Gonçalo Cordeiro Ferreira, pediatra e presidente da comissão de ética do Centro Hospitalar Lisboa Central, que na altura deu luz verde à gestação, sublinha que estes são quadros raros e todos diferentes, para os quais não existem por isso muitas orientações. “Os 40 e poucos casos que existem a nível mundial  são todos diferentes uns dos outros. É preciso um grande investimento de conhecimento mas também emocional das equipas de cuidados intensivos e de obstetrícia”.

Com a mãe em morte cerebral – quando ocorre uma perda completa e irreversível das funções cerebrais – o suporte artificial de vida implica apoio respiratório mas também na manutenção de funções essenciais numa gravidez e que dependem da atividade cerebral como a regulação hormonal ou nutricional. “É preciso criar, através de medicação, um ambiente adequado para o que bebé cresça”.

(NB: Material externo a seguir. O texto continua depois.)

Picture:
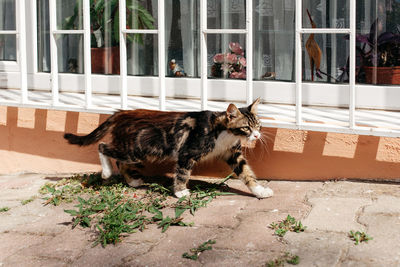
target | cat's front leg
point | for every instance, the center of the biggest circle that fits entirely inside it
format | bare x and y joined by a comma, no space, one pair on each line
182,176
243,171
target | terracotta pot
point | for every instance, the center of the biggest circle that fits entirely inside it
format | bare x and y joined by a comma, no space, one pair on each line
382,75
105,60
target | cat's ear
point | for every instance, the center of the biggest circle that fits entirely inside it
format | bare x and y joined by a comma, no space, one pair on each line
253,108
232,111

Sem se pronunciar sobre o caso do S. João, Gonçalo Cordeiro Ferreira explica que perante um quadro desta natureza existe uma questão técnica e depois uma questão ética. “Só é possível discutir-se esta situação do ponto de vista ética se existe a possibilidade técnica de levar a gravidez até um momento em que seja possível fazer o parto”, diz o médico. Sendo possível, é preciso depois perceber o estado do bebé e todo o quadro envolvente. No caso de Lourenço, recorda o médico, os exames indicavam que o bebé não tinha sinais de sofrimento, não havia patologias no útero. “Tínhamos um bebé sem malformação ao que se juntava uma vontade expressa da mãe em ter aquele bebé”.

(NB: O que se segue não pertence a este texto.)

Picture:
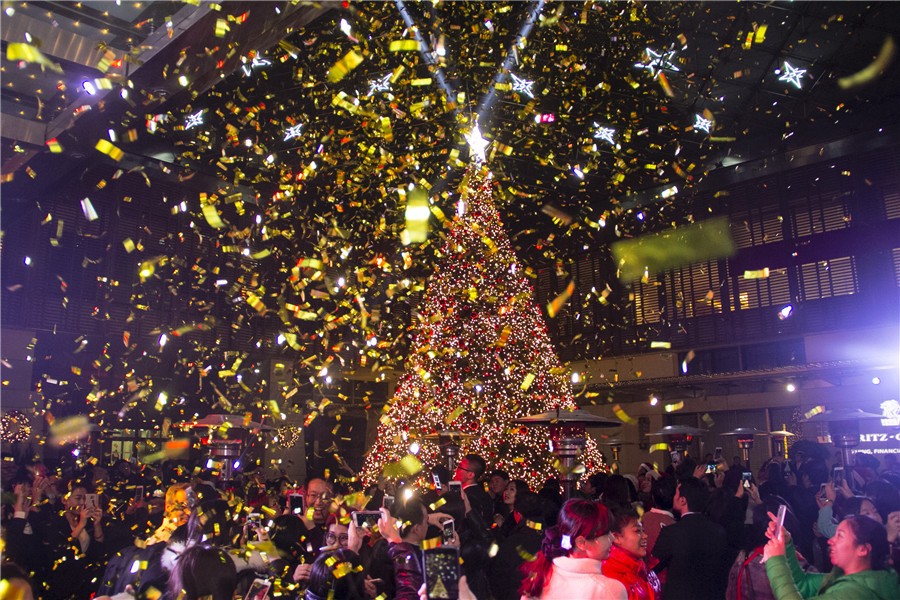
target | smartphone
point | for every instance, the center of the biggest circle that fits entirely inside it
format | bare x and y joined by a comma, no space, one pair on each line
366,518
782,510
441,573
295,502
838,477
259,590
448,530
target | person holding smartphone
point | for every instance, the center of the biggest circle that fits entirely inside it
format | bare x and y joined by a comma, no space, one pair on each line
569,563
859,552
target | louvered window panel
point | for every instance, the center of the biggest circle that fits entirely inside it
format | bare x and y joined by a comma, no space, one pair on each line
646,301
757,293
892,204
828,278
895,254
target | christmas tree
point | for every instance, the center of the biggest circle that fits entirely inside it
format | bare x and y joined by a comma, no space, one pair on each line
480,359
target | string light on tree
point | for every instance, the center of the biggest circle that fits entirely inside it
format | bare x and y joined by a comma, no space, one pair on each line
521,85
481,357
292,132
658,62
381,84
605,133
791,75
702,124
194,120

A literatura aponta para um desenvolvimento dentro da normalidade das crianças que nascem destas circunstâncias, mas mais uma vez cada caso é um caso. “O normal é uma situação muito alargada. A vida de um bebé destes nunca será completamente normal, à partida é um bebé que nasceu sem mãe, mas o seu desenvolvimento vai sempre depender de uma série de compensações que são dadas e o ser humano tem uma capacidade de resiliência e adaptação enorme”, conclui o médico.